Искусство Злотникова — одно из самых радикальных проявлений оттепели.

Разумеется, этот синтез оставался ограничен рамками станкового полотна. В нем читается удел оттепельного стремления к правдивости: можно дойти в искусстве до плоскости холста, до отказа от иллюзорности, до деловой белизны и простоты технического чертежа — но нельзя поставить под вопрос саму раму, ограничивающую произведение, — раму, заданную общественным строем [1]. В этом удел оттепельного модернизма мало чем отличается от удела автономного буржуазного искусства — например, американской или западноевропейской абстракции.

Одно из последних ярких появлений Злотникова в публичном поле было скандальным и символичным: ему дали сказать реплику из зала на публичной дискуссии Ильи Кабакова и Джона Балдессари в «Гараже» — но когда Злотников стал спорить с изложенной Кабаковым версией истории советского искусства, директор «Гаража» Антон Белов попытался отобрать у него микрофон. Об этой сцене замечательно написала Ирина Саминская в статье «Что мы расскажем внукам?».

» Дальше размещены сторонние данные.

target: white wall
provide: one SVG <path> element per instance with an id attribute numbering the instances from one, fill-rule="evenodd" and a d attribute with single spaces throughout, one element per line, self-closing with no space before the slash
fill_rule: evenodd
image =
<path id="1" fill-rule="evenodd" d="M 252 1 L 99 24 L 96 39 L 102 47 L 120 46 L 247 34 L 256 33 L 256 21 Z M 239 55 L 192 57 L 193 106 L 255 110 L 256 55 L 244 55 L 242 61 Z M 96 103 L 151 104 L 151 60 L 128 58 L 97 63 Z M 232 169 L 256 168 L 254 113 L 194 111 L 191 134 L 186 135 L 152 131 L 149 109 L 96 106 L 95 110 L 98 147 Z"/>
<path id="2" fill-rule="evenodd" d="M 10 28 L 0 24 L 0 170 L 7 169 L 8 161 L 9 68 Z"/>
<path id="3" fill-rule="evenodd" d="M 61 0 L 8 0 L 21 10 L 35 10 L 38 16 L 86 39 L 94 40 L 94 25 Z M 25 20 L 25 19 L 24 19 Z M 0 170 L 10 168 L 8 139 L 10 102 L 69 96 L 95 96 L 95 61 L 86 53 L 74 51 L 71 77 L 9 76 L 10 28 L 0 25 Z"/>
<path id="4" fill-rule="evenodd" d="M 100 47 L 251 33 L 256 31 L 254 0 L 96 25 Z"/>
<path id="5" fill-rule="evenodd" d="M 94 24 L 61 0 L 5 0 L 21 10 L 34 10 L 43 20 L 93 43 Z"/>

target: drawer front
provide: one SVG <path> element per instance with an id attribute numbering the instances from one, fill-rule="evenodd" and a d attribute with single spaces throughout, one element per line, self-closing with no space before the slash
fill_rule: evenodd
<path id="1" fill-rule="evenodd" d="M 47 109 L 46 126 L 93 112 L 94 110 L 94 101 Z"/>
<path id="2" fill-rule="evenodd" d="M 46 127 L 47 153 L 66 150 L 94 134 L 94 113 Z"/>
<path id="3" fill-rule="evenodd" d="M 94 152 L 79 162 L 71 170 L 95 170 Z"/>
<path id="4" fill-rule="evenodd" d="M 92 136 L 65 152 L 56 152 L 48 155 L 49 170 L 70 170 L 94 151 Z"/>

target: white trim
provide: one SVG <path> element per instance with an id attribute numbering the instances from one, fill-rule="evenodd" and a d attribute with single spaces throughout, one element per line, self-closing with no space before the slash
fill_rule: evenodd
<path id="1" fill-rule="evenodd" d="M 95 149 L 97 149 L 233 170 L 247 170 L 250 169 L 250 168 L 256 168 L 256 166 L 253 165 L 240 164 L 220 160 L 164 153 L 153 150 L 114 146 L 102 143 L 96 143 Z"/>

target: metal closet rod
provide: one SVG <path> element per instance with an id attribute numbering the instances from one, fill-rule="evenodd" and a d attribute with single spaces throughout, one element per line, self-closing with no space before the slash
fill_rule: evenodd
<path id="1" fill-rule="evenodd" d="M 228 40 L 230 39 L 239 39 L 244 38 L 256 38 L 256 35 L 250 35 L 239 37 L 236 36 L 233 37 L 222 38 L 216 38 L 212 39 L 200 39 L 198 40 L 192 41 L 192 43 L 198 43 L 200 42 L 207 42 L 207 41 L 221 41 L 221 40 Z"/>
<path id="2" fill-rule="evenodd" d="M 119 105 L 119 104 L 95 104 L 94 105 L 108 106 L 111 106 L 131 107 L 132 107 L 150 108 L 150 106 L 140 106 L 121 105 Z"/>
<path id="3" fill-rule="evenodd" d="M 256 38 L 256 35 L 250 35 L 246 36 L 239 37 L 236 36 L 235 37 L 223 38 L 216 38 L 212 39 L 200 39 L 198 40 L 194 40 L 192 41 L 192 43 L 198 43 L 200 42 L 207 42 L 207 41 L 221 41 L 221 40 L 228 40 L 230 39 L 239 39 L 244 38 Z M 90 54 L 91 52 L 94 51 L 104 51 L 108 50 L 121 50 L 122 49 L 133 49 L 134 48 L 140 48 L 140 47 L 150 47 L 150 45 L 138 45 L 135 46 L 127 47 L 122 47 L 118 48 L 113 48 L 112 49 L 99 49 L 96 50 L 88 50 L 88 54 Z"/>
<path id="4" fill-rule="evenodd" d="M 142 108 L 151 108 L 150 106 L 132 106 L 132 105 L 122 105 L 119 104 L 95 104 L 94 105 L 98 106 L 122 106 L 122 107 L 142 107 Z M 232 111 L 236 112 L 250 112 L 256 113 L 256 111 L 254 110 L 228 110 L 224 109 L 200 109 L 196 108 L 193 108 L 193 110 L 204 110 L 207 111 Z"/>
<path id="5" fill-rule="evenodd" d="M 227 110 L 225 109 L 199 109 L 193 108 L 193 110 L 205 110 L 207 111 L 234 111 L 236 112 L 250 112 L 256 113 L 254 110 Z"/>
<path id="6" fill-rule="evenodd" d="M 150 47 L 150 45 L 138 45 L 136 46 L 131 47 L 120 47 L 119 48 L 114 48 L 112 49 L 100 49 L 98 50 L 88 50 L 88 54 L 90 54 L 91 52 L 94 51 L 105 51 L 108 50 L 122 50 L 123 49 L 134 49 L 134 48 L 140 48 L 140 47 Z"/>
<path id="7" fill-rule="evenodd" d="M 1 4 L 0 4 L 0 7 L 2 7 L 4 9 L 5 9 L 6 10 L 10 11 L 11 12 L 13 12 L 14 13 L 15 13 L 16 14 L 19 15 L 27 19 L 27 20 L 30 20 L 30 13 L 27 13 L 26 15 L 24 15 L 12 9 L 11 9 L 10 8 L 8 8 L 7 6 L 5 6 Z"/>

Юрий Злотников. Люди, пространство, ритм. Конец 1970-х© ММСИ

Сегодня, на временной дистанции в несколько лет, способствующей схематизации, эта сцена кажется даже еще более символичной. Что мы видим? На сцене — мэтры постмодернистского искусства, иронические критики модернистского универсализма, одновременно — плоть от плоти того, что они критикуют: СССР в случае Кабакова, тотальности языка в случае Балдессари. Эти мэтры обласканы крупным капиталом и вниманием медиа, их чествуют в «Гараже», образцовой для России корпорации неолиберальной культурной индустрии. Оттепельному модернисту Злотникову, стремящемуся замолвить слово за своих покойных учителей 1940—1950-х годов, огульно обруганных Кабаковым, не дают высказаться. Но это вовсе не сам утонченный постмодернизм сбрасывает с корабля современности наивный модернизм. Нет, это дело рук менеджера Антона Белова, работника олигархического капитала. Не художники спорят с художниками — их жестко модерируют те, кто в конечном счете определяет сегодня культурную повестку. Победа менеджеров как агентов капитала — это победа абсолютного настоящего, победа забытья. Это победа истории, утвержденной власть имущими, над историей стертых следов и потерянных имен. Вспоминаются заключительные слова фильма Криса Маркера «Улыбка без кота», посвященного революционным событиям и разочарованиям 1960-х годов, времени молодости Юрия Злотникова, и собранного из множества обрезков активистских съемок исторических событий: «Настоящие авторы этого фильма — активисты и операторы, своей работой вырвавшие право видеть у власти, которая всегда хочет, чтобы у нас не было памяти».
 


[1] Об этом подробно пишет Александра Новоженова в своем пока не опубликованном тексте «Почти абстрактно».